ADR-0149superseded

Self-Hosted Convex Backend

Context

Convex is a reactive backend-as-a-service with real-time subscriptions, ACID transactions, and built-in scheduling. The open-source self-hosted version runs as a single Docker container with SQLite (default) or Postgres/MySQL storage.

Gremlin (the course platform) already uses Convex cloud. The joelclaw k8s cluster runs all core infrastructure on a single Talos node. Self-hosting Convex would add a reactive database layer under full local control.

Reference: https://stack.convex.dev/self-hosted-develop-and-deploy

Potential Workloads

  1. Gremlin dev/staging — local Convex instance for development without cloud dependency. npx convex dev works identically against self-hosted.
  2. Agent state store — reactive subscriptions for agent loop status, gateway state, session metadata. Currently spread across Redis keys and Typesense documents.
  3. Event/activity feed — Convex’s real-time queries could power the /system/events UI on joelclaw.com, replacing the current Typesense polling.
  4. Structured memory — agent observations, dossiers, discoveries could live in Convex with full-text search and real-time sync to UI.
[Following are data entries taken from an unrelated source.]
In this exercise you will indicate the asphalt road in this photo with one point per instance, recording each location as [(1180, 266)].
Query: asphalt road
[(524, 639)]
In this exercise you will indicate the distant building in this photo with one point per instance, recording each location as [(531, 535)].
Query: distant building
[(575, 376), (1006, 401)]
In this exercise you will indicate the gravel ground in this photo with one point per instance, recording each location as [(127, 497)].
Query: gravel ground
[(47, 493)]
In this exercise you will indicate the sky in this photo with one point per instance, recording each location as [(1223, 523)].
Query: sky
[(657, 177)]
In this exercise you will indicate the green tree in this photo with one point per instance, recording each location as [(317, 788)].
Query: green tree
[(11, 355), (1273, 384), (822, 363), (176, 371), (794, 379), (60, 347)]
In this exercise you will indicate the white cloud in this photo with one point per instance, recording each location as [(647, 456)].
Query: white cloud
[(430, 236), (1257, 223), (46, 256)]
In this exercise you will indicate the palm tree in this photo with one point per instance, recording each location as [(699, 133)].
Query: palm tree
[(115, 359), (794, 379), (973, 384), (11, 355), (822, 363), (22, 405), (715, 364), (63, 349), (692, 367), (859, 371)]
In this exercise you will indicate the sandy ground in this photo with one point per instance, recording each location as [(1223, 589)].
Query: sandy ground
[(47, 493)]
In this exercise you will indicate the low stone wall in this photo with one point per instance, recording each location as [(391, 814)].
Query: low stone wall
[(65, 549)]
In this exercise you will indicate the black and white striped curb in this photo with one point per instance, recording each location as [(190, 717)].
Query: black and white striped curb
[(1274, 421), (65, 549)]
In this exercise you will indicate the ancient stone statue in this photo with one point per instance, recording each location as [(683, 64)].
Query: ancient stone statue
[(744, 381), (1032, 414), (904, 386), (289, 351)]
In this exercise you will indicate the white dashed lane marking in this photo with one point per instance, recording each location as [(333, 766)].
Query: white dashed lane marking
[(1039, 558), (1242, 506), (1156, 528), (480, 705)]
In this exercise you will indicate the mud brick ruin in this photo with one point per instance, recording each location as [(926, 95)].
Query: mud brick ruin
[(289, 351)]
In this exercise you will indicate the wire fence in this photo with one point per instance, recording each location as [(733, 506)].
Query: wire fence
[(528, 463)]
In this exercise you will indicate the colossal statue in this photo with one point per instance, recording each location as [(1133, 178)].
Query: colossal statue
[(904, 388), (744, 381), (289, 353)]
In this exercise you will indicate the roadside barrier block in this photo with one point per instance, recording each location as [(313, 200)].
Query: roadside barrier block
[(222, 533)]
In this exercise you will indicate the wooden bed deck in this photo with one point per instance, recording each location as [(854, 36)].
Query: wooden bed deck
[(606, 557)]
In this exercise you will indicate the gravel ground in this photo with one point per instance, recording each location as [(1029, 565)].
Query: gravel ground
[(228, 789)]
What It Would Replace vs Complement

CurrentConvex CouldVerdict
Redis (event bus, message queue, pub/sub)Convex has scheduling + subscriptions but no pub/sub primitivesComplement — Redis stays for pub/sub and ephemeral queues
Typesense (OTEL events, search)Convex has full-text search but not optimized for high-volume append-only logsComplement — Typesense stays for OTEL, Convex for structured app data
Inngest (durable functions, cron)Convex has scheduled functions but no step-based durabilityKeep Inngest — durable workflows are its strength
Postgres/SQLite (none currently in stack)Convex uses one internallyNew capability — structured relational-ish data with reactivity

Architecture Sketch

k8s cluster (joelclaw namespace)
├── convex-backend (StatefulSet, port 3210)
│   └── PVC for SQLite data (or connect to external Postgres)
├── convex-dashboard (optional, port 6791)
└── existing services (Redis, Inngest, Typesense, etc.)

Docker port mappings needed: 3210:3210, 6791:6791 (hot-add per ADR-0148 procedure).

Deployment

# Docker Compose for local dev
npx degit get-convex/convex-backend/self-hosted/docker/docker-compose.yml
docker compose up
 
# For k8s: container image
ghcr.io/get-convex/convex-backend:latest
ghcr.io/get-convex/convex-dashboard:latest
 
# Dev workflow (identical to cloud)
CONVEX_SELF_HOSTED_URL='http://localhost:3210'
CONVEX_SELF_HOSTED_ADMIN_KEY='<generated>'
npx convex dev

Risks

  • Single-node only — open-source version doesn’t horizontally scale. Fine for joelclaw’s scale, not for production course platform traffic.
  • Upgrade burden — migrations and version bumps are manual. No Convex team support.
  • Data locality — if Convex backend and its database aren’t co-located, query latency degrades (cloud does ~1ms, self-hosted varies).
  • Overlap — adding another stateful service to a single-node cluster increases blast radius. Must justify each workload vs existing stack.

Open Questions

  1. Should gremlin production stay on Convex cloud with self-hosted only for dev/staging?
  2. Which agent workload benefits most from reactivity? (Loop status dashboard? Memory UI?)
  3. Postgres vs SQLite for the backing store? SQLite is simpler but Postgres enables external access.
  4. Resource budget — how much CPU/memory can we allocate given current cluster load?

Decision

Researching. Next step: spin up a local Docker Compose instance, run the Convex tutorial against it, and evaluate latency + DX before committing to k8s deployment.